VT MAK released an update to its suite of simulation software, including products: VR-Forces, VR-Vantage and VR-Engage.
All three products share software technology that creates advantages for customers, according to the company, which says the visual quality of VR-Vantage permeates VR-Forces’ 3-D views, bringing better visual correlation to your computer-generated forces (CGF). The company also says the simulation engine that powers VR-Forces is tailored to support immersive first-person experiences in VR-Engage – and when one of its products makes an advancement – for example the addition of CDB support for terrains – the benefit is passed along to the other products in the MAK suite.
VR-Forces v.4.6 offers new features that will improve simulation accuracy and make it easier to use CDB databases, model close-up warfare, or make last-second changes to a scenario. The company says modeling the electronic battlespace is improved dramatically in VR-Forces 4.6, with particular attention given to radar systems and jammers.
VR-Vantage 2.3 adds new features and improvements to visuals, performance and content such as smoother scenes, faster light points, better thread management, shadow performance improvements, better computer graphics techniques, indirect rendering, bindless textures and alpha to coverage multi-sampling techniques.

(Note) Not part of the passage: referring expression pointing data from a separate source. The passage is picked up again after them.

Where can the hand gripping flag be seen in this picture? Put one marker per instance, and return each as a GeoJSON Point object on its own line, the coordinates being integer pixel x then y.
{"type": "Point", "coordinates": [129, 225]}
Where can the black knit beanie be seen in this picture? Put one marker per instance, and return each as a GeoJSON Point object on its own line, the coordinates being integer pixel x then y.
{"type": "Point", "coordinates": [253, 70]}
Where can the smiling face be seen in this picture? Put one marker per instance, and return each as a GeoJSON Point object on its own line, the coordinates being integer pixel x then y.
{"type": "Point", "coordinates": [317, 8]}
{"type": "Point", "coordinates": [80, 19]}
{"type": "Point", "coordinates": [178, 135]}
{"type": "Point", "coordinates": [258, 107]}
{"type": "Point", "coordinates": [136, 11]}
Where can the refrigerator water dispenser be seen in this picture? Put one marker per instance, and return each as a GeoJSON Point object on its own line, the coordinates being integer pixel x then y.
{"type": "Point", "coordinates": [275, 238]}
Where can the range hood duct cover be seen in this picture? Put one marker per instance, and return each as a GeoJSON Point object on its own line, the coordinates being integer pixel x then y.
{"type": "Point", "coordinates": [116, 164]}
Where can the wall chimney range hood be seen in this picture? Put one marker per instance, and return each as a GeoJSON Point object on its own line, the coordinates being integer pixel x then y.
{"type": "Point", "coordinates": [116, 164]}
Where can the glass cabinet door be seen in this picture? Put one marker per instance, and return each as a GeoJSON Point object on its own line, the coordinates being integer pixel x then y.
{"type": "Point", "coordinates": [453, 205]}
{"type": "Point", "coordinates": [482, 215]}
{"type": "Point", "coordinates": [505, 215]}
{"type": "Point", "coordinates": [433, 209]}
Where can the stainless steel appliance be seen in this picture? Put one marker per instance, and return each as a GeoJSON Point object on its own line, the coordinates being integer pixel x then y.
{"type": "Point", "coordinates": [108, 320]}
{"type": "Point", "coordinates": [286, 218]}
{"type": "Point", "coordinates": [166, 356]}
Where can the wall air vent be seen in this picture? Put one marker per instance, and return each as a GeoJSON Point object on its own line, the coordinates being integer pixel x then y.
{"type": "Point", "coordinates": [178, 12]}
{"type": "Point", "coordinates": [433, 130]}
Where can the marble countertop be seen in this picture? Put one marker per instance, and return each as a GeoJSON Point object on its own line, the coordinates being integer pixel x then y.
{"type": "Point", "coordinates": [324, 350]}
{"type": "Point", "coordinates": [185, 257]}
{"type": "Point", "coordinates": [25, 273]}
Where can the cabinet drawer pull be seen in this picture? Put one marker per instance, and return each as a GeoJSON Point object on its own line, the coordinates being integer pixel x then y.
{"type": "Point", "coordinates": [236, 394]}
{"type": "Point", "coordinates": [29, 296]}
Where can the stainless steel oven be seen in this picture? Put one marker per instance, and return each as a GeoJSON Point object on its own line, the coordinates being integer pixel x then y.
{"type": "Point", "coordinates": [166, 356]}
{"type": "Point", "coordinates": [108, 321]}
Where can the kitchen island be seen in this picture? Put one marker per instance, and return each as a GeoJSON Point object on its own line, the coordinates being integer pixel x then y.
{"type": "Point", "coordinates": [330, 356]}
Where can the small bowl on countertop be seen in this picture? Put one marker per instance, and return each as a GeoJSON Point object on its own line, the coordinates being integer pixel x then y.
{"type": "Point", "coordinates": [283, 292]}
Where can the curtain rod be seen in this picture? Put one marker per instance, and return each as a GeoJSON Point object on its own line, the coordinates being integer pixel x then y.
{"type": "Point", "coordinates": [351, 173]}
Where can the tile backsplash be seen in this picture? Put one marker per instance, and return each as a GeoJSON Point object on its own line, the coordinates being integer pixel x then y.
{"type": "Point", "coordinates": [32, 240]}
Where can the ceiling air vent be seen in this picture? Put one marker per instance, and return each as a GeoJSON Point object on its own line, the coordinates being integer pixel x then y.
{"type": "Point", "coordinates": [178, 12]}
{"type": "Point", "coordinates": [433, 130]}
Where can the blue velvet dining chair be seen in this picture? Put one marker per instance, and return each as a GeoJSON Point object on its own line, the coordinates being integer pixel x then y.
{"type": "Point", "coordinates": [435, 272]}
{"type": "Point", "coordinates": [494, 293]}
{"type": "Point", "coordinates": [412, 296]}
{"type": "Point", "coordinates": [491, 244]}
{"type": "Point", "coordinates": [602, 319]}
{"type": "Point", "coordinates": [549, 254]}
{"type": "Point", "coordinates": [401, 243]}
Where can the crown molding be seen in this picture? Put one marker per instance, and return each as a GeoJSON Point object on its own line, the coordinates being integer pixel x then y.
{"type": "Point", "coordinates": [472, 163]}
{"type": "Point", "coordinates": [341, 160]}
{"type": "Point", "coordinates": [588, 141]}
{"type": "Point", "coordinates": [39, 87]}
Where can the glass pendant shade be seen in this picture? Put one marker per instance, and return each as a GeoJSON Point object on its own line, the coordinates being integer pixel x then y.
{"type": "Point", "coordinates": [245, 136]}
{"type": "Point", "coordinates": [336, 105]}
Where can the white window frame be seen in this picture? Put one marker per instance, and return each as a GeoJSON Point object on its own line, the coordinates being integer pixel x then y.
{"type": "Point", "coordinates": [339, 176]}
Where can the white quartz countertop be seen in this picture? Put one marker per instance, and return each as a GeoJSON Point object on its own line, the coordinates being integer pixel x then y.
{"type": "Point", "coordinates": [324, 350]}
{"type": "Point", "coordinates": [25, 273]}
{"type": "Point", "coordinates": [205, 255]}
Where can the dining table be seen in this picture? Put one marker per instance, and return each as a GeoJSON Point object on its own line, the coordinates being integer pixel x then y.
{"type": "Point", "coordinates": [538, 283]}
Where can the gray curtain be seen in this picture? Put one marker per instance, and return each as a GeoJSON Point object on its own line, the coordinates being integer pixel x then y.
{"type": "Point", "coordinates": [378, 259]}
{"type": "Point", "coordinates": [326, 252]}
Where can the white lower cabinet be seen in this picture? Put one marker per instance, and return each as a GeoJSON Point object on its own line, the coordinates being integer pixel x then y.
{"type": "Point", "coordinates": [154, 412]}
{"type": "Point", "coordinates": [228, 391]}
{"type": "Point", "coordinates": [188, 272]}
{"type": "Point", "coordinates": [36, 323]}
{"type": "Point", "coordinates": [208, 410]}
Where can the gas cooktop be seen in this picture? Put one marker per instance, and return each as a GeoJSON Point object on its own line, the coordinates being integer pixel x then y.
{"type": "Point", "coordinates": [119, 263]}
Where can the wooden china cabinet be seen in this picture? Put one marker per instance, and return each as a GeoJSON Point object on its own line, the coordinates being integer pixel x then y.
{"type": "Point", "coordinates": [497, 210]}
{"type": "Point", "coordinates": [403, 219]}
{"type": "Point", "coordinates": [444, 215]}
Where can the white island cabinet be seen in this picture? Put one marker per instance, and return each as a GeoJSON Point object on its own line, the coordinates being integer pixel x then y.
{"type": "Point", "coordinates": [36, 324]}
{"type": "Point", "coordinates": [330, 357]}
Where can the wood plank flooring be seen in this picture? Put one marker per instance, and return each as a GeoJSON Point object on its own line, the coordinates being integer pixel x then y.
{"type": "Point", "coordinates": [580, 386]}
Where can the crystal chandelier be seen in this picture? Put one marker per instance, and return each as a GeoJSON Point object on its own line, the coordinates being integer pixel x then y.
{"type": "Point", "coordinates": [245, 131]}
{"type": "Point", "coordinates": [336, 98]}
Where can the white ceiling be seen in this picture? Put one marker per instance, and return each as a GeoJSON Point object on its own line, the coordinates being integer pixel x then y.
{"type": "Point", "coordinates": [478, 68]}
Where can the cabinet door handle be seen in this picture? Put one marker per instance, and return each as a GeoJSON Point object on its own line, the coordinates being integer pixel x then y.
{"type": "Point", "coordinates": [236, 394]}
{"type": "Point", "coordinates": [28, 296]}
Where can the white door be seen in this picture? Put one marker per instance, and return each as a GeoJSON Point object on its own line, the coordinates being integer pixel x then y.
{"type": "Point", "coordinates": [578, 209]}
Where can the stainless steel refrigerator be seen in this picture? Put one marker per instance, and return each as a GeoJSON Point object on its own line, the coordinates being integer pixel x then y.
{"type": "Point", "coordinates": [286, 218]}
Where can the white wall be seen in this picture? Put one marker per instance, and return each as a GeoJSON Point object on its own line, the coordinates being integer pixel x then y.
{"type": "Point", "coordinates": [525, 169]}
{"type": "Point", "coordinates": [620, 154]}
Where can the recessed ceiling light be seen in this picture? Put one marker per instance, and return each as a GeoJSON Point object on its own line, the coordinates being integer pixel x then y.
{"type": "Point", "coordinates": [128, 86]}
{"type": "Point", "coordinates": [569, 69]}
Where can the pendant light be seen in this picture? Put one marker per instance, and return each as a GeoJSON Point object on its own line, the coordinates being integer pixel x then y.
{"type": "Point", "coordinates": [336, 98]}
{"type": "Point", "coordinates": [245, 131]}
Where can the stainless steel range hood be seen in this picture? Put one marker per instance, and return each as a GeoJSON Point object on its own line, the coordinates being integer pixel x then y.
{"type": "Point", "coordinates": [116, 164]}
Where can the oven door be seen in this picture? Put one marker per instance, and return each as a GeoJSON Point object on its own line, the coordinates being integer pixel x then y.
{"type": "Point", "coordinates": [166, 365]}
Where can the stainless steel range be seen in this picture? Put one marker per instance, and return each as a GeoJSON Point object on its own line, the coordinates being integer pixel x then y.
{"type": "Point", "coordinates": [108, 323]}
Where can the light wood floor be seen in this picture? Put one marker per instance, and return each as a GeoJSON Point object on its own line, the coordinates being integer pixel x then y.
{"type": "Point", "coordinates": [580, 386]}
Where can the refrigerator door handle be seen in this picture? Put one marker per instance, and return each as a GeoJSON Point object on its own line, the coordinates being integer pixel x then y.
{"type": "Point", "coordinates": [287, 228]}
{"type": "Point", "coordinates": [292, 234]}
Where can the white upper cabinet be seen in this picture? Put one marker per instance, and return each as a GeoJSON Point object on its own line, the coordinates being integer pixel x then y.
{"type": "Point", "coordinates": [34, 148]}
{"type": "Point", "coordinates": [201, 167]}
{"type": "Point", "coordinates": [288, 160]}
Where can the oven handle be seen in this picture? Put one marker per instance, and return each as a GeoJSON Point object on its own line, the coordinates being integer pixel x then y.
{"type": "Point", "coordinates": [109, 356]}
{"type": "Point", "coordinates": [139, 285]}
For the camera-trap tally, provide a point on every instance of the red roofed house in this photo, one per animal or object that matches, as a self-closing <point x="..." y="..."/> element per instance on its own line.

VR-Engage is MAK’s multi-role virtual simulator that lets you play the role of a first-person human character; a vehicle driver, gunner or commander; or the pilot of an airplane or helicopter. Version 1.2 adds new capabilities, including remote assignment of roles to VR-Engage stations, the ability to interact with simulated control panels and visual interfaces, improved weapon posture and expanded flight simulation capabilities.